There is a lot of nutrition research available at Wageningen University & Research. “The new thing is that we are looking at how hospital patients respond to nutrition and why. Furthermore, there is already a lot of attention for disease and prevention, but less for secondary prevention and recovery: how do you make sure that a patient really recovers and what role does nutrition play in this? Healthcare should not stop after the ICU.” The research also intersects with other fields such as oncology and food intake in sports. “Sometimes, a person is no longer able to undergo a full oncological treatment because they are underweight. If we have a better idea of who can tolerate what nutrition and when, then their weight can improve and they will be able to endure the full treatment.
There are also ongoing collaborations with Maastricht University that include biopsies from the muscles of ICU patients to determine how much protein can be produced by the muscles and with the Karolinska Institute in Stockholm, where research is being conducted into autophagy, the cleaning mechanism of cells.
“Meaningful healthcare and good recovery”
All this research touches on the “patient journey”, as Van Zanten calls it. How do patients arrive? How are they leaving? How healthy will they remain? “The ageing population and shortage of healthcare staff make it essential that we work on this.

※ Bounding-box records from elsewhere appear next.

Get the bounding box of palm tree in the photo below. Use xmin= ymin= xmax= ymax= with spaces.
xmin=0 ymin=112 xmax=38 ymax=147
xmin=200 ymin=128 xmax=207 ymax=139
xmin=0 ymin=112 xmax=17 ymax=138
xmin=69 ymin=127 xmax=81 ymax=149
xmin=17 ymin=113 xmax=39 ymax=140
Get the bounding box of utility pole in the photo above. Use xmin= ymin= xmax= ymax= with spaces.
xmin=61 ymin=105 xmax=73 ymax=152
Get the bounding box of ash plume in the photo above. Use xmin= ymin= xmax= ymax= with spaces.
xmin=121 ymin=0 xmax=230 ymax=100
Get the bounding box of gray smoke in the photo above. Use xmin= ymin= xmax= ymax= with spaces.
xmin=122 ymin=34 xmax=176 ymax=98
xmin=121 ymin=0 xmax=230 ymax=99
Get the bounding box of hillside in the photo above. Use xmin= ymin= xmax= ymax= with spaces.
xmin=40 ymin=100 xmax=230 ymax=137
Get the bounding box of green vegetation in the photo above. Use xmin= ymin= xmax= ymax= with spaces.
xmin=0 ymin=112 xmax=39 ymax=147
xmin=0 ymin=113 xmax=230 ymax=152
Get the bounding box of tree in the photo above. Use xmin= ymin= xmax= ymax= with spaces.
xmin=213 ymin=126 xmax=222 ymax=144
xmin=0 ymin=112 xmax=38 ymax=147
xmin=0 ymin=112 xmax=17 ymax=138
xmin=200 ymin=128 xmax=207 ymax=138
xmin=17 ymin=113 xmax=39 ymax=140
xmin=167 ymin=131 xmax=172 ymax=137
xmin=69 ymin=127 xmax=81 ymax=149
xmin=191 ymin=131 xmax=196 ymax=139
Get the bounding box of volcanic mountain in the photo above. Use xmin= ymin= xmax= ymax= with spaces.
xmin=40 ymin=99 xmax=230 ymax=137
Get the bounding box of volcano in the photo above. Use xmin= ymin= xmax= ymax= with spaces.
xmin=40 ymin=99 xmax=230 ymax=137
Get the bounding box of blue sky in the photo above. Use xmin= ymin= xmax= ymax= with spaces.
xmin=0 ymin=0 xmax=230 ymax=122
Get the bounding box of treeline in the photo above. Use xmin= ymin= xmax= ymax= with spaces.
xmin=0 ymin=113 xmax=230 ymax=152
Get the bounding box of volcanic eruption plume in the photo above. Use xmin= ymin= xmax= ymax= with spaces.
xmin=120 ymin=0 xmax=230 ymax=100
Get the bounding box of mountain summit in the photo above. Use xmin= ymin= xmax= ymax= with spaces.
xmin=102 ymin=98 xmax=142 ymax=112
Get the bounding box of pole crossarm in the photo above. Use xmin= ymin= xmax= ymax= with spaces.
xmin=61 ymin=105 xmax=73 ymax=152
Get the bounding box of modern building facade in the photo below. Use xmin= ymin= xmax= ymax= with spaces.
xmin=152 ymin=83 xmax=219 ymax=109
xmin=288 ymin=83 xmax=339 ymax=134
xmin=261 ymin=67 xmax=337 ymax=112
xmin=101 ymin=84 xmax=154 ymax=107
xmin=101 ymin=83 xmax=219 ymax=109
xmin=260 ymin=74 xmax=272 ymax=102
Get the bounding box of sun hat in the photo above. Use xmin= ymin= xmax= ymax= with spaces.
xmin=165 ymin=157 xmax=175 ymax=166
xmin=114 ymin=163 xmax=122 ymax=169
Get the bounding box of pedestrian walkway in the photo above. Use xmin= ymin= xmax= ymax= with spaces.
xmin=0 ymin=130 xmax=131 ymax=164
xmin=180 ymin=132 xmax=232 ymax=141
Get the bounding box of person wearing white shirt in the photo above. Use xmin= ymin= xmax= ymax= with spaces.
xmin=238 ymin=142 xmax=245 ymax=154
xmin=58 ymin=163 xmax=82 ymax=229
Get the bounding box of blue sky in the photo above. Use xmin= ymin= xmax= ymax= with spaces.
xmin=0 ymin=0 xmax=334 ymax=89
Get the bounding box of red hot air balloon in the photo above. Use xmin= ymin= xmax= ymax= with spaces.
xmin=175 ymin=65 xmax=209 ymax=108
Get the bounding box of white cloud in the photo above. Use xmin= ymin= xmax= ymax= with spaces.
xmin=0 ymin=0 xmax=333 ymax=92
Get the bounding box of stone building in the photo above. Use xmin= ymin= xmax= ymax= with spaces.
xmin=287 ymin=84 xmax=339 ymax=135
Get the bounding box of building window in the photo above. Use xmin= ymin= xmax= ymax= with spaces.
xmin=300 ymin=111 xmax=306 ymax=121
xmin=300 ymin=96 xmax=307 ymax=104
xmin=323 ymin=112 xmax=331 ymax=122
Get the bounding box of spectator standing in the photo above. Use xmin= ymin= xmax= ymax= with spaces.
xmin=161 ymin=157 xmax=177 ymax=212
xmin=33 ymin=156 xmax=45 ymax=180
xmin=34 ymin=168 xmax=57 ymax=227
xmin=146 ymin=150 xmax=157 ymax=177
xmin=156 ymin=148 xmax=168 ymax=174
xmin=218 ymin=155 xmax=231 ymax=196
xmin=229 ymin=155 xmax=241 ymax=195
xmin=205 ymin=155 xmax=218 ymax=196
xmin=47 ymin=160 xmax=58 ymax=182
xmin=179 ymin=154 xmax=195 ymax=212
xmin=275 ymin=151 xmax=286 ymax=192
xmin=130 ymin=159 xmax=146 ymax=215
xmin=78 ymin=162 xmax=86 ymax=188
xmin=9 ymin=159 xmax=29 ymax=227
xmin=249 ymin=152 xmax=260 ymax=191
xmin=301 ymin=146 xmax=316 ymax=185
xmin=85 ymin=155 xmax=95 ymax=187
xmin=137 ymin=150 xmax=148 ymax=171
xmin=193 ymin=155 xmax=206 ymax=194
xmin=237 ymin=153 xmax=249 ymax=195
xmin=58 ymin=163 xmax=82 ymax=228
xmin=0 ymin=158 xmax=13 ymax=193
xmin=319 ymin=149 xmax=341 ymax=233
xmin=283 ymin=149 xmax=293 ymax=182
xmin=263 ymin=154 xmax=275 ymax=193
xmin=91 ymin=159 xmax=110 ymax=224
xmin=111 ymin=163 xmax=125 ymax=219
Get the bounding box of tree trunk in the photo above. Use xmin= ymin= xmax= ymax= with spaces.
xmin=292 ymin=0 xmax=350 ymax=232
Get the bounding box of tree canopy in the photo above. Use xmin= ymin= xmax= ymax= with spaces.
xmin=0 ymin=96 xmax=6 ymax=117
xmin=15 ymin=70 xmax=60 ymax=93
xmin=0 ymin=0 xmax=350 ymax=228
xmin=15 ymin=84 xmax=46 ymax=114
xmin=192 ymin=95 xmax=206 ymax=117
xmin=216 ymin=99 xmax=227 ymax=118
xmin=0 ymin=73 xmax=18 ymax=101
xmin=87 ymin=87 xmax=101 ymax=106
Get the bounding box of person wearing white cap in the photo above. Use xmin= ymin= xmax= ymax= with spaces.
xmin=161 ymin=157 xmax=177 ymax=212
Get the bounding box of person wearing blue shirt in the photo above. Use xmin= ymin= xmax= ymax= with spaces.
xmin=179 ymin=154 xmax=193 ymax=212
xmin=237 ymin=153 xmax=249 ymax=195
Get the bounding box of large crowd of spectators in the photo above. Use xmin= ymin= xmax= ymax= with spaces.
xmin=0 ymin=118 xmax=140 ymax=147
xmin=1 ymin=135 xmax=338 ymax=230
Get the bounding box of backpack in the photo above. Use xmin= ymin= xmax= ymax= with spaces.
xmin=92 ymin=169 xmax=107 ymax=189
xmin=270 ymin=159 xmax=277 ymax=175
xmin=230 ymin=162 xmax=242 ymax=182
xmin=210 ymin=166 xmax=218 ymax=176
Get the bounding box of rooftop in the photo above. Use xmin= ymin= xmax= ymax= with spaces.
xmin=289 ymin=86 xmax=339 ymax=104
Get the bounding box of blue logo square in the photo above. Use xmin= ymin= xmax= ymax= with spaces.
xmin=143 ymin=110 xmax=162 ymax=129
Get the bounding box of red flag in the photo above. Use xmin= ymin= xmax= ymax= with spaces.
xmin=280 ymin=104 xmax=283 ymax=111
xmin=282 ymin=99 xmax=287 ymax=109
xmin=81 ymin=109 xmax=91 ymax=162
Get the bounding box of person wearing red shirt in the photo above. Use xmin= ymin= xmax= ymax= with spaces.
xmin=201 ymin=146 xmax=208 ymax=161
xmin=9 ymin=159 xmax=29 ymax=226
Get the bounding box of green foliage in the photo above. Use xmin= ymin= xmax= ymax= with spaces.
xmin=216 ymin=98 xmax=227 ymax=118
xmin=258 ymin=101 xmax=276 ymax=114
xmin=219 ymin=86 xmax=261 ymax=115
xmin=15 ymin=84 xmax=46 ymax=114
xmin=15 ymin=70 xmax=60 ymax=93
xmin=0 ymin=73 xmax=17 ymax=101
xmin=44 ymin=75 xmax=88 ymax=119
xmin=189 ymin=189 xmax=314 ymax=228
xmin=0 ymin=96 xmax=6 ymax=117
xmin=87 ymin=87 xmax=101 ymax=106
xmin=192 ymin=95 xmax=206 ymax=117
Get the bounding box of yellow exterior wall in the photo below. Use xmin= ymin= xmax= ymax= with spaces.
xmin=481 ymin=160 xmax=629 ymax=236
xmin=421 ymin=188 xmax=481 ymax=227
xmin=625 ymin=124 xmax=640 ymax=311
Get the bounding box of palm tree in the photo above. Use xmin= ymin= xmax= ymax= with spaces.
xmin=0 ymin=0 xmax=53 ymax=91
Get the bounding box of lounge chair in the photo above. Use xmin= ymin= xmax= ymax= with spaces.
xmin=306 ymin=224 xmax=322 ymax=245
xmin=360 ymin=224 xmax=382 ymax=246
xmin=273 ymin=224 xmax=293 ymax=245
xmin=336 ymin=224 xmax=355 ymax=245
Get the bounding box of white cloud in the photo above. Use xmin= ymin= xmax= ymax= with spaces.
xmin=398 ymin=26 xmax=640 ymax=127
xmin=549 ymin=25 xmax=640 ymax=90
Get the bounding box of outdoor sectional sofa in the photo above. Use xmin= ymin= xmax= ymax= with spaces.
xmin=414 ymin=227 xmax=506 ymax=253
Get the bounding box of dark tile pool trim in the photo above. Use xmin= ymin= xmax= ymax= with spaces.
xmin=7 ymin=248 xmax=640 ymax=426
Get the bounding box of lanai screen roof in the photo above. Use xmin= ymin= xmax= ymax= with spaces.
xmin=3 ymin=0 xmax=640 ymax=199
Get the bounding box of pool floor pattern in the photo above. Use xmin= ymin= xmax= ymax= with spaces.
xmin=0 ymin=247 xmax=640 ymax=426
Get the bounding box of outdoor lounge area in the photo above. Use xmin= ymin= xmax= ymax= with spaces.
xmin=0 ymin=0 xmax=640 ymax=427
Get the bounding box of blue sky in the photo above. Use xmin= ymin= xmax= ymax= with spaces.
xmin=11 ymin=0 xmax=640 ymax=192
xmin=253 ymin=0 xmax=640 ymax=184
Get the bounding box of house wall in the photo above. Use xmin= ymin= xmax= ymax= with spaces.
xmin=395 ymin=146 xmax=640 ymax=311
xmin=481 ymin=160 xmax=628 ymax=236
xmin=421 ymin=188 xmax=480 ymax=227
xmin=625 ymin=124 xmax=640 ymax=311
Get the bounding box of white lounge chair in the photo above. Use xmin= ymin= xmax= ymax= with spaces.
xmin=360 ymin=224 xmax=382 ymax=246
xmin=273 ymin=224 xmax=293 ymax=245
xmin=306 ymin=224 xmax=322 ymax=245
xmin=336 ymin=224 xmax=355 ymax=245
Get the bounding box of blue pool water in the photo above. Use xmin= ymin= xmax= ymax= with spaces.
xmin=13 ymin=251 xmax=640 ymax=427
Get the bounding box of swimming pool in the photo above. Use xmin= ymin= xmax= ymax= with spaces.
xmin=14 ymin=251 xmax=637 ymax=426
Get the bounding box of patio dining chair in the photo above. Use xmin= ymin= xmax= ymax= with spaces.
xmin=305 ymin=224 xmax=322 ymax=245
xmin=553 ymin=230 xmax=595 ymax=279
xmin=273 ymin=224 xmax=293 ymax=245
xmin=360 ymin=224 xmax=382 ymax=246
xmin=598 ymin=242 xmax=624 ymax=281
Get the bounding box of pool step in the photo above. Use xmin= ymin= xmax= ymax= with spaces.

It is important to create well-functioning survivors in the ICU. This is why the focus should be moved to meaningful healthcare and the importance of a good recovery. The more research we have about this, the better we will be able to identify options for recovery as well. This will also enable us to enter into better-informed discussions with a patient when we notice that this recovery is no longer possible.
Van Zanten feels that he has a bridging role in this. “I can now serve both the medical and the academic world. This is why I experience it as a very valuable collaboration. I see it as a fresh start to expand on this topic and put it on the agenda together with Wageningen University & Research.”